It could have been an Obama ad, people coming together in his name. But the truth is, Chicago’s African community may relish the Obamarama because it gives them a rare chance to congregate. Most Africans arrive in this city as students or through their company back home, so they are instantly part of a network that may or (more likely) may not include other Africans. “It’s harder for anybody coming in as an expatriate to meet anybody,” Ogeto says. “Because you come to your job, you go home, come to your job, go home.” And since there are no African bars in Chicago, the restaurants serve as the community’s meeting grounds.
Sisay Abebe, the owner of African Harambee—which, when it opened eight months ago, became the city’s only truly pan-African restaurant—pours South African vino for his friends. They’re sipping it out of politeness, but they’d rather be drinking beer.
“Nobody cares about wine,” Ogeto says. “Wine is an alien, Western [thing]…. People will think you’re weird when you go to a restaurant [in Africa] and say, ‘Give me some wine.’” He proceeds to wax lovingly about Tusker, his favorite beer, and pretends not to notice his friends rolling their eyes.
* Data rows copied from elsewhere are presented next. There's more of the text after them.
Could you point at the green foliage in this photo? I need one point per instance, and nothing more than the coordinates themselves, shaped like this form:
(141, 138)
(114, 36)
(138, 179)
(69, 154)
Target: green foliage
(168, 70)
Kenyan Ogeto is partial to his homeland’s sweet lager. But the rest of the crew namechecks another African favorite.
“The most popular beer in Africa, from what I have seen, comes from abroad: Heineken,” Olivier Kamanzi says. “Everywhere you go, every country in Africa…they all drink Heineken.”
As the group polishes off the wine, Abebe reminds them the African Cup is that weekend—yet another event where they could rally together. And they do: The following Sunday about 40 Africans watch Egypt beat Cameroon. Not that there are any Egyptians in attendance.
“The Egyptians have their own restaurant,” Abebe says.
msoni
Thu, Mar 06, at 03:15pm
I don't think that an african asking for beer is a weird thing. I think it's because we don't grow grapes in african and the other thing is that wine is expensive. Beer is cheap even those people who leave in the slams of kenya and eat sukuma wiki can afford a bottle of beer.
msoni
Thu, Mar 06, at 02:49pm
It is such a wonderful thing that at last we have an african restaurant which Africans can go to and enjoy the taste of africa even though the restaurant does serve east african food, it is the pride of africa and and we can all unite under it's roof.